Extreme fire conditions can exist during summer. The park is a restricted fire area, which means permits to light fires are required all year round.
Kuripapango (Ox Bow) and the Mangatutu campsites have a year round total fire ban for public safety. No fires are permitted in these areas
The Land Information New Zealand (LINZ) topographical maps that cover the Kaweka Forest Park are:
Topo50 map BH36 - Motutere
Topo50 map BH37 - Rangitaiki
Topo50 map BH38 - Te Haroto
Topo50 map BJ36 - Tawake Tohunga
Topo50 map BJ37 - Kuripapango
Topo50 map BJ38 - Te Pohue
Topo50 map BK37 - Tikokino
Natural vegetation on the eastern facing country has been extensively affected by fire and introduced animals.

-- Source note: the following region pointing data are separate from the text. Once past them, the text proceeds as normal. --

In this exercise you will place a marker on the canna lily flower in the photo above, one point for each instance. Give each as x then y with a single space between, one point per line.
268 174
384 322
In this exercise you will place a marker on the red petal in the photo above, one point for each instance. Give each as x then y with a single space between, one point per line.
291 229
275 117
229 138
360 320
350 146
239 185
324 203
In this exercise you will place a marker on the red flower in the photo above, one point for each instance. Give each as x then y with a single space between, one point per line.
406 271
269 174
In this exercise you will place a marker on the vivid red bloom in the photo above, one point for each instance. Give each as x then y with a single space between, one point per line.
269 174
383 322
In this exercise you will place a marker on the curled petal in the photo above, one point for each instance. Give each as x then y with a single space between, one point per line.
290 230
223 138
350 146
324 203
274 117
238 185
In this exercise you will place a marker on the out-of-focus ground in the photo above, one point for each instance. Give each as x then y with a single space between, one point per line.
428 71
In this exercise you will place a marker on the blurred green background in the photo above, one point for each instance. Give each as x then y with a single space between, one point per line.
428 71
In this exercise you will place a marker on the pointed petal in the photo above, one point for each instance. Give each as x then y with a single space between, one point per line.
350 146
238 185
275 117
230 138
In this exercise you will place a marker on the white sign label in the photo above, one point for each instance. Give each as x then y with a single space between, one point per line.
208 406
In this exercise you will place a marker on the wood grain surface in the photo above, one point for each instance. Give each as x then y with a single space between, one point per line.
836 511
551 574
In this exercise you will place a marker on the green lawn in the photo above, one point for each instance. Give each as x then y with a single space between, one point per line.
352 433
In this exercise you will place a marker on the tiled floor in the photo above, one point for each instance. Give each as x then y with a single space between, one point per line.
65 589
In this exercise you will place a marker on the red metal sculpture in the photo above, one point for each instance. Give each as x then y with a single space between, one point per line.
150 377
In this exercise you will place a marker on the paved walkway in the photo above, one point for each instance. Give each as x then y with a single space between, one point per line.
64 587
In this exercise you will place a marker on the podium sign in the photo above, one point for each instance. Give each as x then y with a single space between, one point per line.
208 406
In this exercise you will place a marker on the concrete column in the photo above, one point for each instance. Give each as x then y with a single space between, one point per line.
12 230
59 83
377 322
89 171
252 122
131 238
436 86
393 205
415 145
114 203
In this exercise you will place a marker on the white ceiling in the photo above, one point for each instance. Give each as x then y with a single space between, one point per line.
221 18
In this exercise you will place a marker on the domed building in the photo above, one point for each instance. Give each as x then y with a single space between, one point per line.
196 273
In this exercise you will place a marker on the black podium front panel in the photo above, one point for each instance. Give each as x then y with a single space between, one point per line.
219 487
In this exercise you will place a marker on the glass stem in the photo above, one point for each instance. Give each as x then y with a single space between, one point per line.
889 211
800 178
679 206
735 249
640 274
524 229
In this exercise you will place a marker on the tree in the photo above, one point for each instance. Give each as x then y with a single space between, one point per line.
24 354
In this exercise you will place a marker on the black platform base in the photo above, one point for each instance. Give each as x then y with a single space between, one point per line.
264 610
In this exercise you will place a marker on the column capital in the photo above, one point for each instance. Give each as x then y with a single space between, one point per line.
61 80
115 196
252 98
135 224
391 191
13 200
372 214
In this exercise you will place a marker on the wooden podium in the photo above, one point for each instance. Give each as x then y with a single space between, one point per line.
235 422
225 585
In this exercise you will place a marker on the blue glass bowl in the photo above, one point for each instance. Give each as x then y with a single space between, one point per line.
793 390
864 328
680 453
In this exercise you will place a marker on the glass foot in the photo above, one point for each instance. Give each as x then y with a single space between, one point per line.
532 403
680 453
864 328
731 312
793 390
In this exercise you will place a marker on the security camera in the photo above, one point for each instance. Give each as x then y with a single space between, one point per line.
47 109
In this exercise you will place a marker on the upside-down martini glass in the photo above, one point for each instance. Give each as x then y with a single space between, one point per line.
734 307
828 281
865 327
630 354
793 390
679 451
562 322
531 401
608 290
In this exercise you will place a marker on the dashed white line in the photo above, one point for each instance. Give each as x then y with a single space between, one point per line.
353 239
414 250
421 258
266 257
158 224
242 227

The former blanket of forest has almost totally gone. In its place are remnants of rapidly regenerating manuka and kanuka.
On the open tops of the Kaweka Range there are sub alpine shrublands, tussock and hardy alpine herbs and flowers. On the flanks of the range red and mountain beech are the predominant trees.
At lower altitudes, in the river valleys, there are pockets of podocarp forest (rimu, miro, matai) and varied broadleaved species such as lacebark, five finger and kohuhu.
Despite the modification that has occurred several rare, threatened species have been recorded in the area. These include the North Island brown kiwi, New Zealand falcon (karearea), North Island kaka, and blue duck, dactylanthus and mistletoe.
Visitors to the area may be treated to the sight or sound of yellow crowned parakeet, whitehead (popokatea), North Island fernbird (matata), bellbird (korimako), tui, North Island robin (toutouwai), grey warbler (riroriro) tomtit (miromiro), NZ pigeon (kereru), rifleman (titipounamu) kingfisher (kotare), NZ pipit (pihoihoi) fantail (piwakwaka), silver eye (tauhou), welcome swallow, and, in summertime, long tailed cuckoo (koekoe), are all present.
A total of ten native freshwater fish species has been recorded in the Mohaka River.